La convention précise notamment la date de rupture et le montant de l’indemnité spécifique.
Chaque partie dispose de 15 jours calendaires pour revenir sur sa décision, sans motivation particulière.
La DREETS dispose de 15 jours ouvrables pour homologuer la convention.
Montant
Indemnité minimale et marge de négociation
L’indemnité spécifique de rupture conventionnelle ne peut pas être inférieure à l’indemnité légale de licenciement. En pratique, ce minimum n’est qu’un plancher. Selon l’ancienneté, le niveau de rémunération, le contexte conflictuel et la fragilité juridique de la situation, une négociation plus haute peut se justifier.
La convention doit également s’analyser au regard des autres enjeux : clause de non-concurrence, variable non payée, heures supplémentaires, harcèlement, discrimination, inaptitude, ou litige latent sur la rupture. Une indemnité isolée peut sembler correcte tout en restant insuffisante au regard du dossier global.
Une bonne négociation ne se limite pas au chiffre affiché sur la convention. Il faut aussi regarder la date de sortie, le traitement des congés, la remise des documents, la possibilité d’un accord transactionnel complémentaire et le risque contentieux évité par l’employeur.
Après signature
Peut-on contester une rupture conventionnelle ?
Oui. Les recours concernant la convention, son homologation ou son refus d’homologation relèvent du conseil de prud’hommes. Le délai de contestation est de 12 mois à compter de la date d’homologation.
La contestation peut notamment être discutée lorsque le consentement n’était pas libre, lorsqu’un vice de procédure est établi ou lorsque la convention a servi à habiller artificiellement une rupture problématique.

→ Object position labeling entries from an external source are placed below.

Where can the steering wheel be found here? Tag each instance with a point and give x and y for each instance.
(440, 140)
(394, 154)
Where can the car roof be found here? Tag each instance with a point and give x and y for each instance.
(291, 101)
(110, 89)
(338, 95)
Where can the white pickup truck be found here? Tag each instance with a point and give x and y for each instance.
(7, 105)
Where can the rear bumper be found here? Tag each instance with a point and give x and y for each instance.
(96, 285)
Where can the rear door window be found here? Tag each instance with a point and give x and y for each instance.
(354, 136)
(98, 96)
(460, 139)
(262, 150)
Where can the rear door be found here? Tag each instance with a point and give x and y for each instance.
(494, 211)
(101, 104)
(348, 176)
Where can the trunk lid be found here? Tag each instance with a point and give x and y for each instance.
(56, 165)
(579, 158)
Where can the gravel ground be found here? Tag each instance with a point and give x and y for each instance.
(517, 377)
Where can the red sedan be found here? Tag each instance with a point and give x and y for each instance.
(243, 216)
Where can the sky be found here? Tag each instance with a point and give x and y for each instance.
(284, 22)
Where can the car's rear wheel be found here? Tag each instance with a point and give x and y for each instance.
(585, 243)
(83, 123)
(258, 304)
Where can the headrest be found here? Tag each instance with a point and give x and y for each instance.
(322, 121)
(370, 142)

Lorsque la rupture conventionnelle est annulée, le salarié peut obtenir les indemnités prévues en cas de licenciement injustifié.

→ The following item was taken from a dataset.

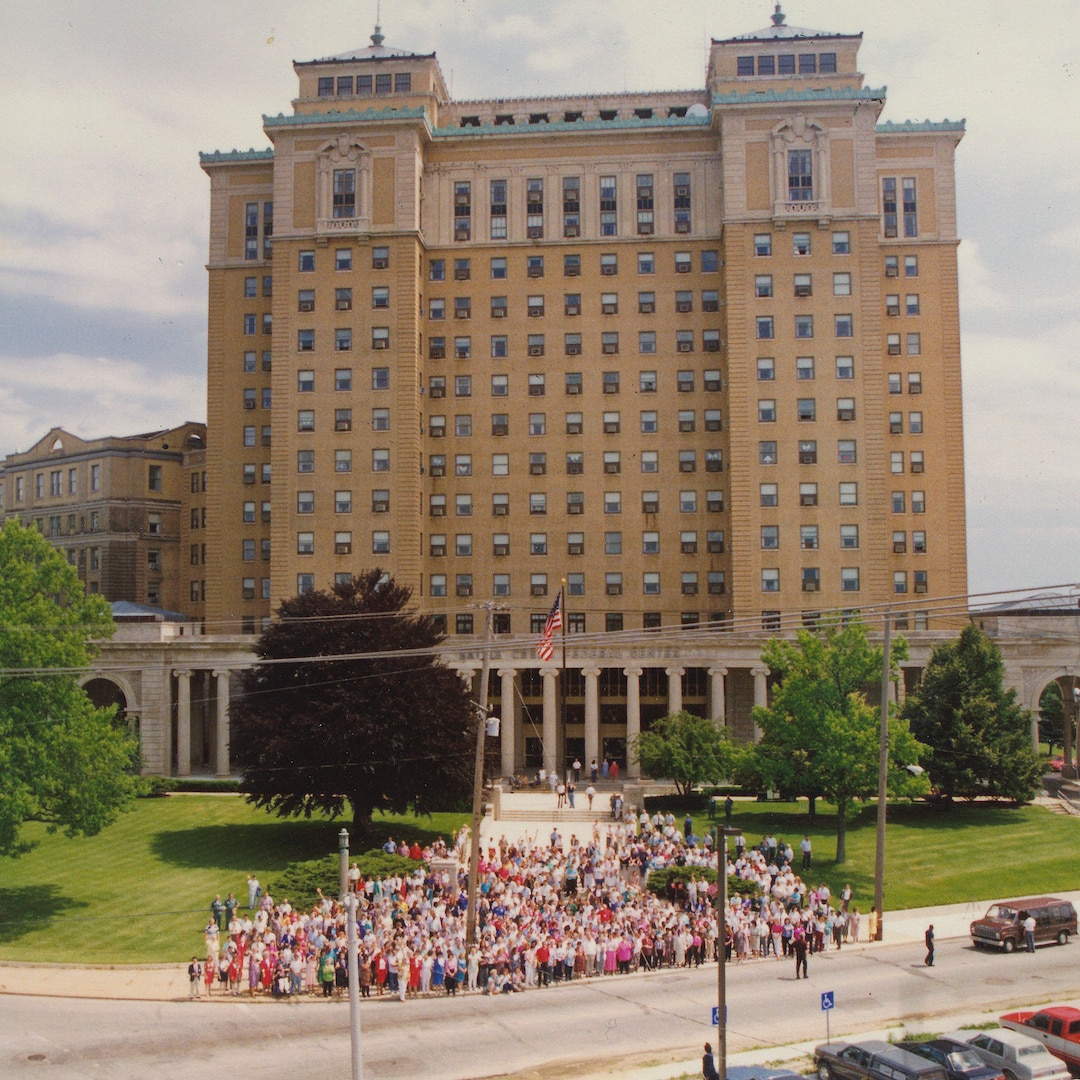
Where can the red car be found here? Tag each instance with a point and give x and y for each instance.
(1056, 1027)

Service-Public — rupture conventionnelle et saisine du conseil de prud’hommes
Questions fréquentes
Les questions que se posent le plus souvent les justiciables
La rupture conventionnelle ouvre-t-elle droit au chômage ?
Oui. En principe, elle permet l’ouverture des droits à l’assurance chômage, contrairement à la démission ordinaire.
Puis-je refuser une rupture conventionnelle ?
Oui. Une rupture conventionnelle repose sur un accord. Elle ne peut pas être imposée par l’employeur ni par le salarié.
Dois-je signer immédiatement si l’employeur insiste ?
Non. Une signature précipitée, surtout dans un contexte de tension, est précisément ce qu’il faut éviter.
Peut-on encore agir après homologation ?
Oui, dans le délai de 12 mois à compter de l’homologation, devant le conseil de prud’hommes.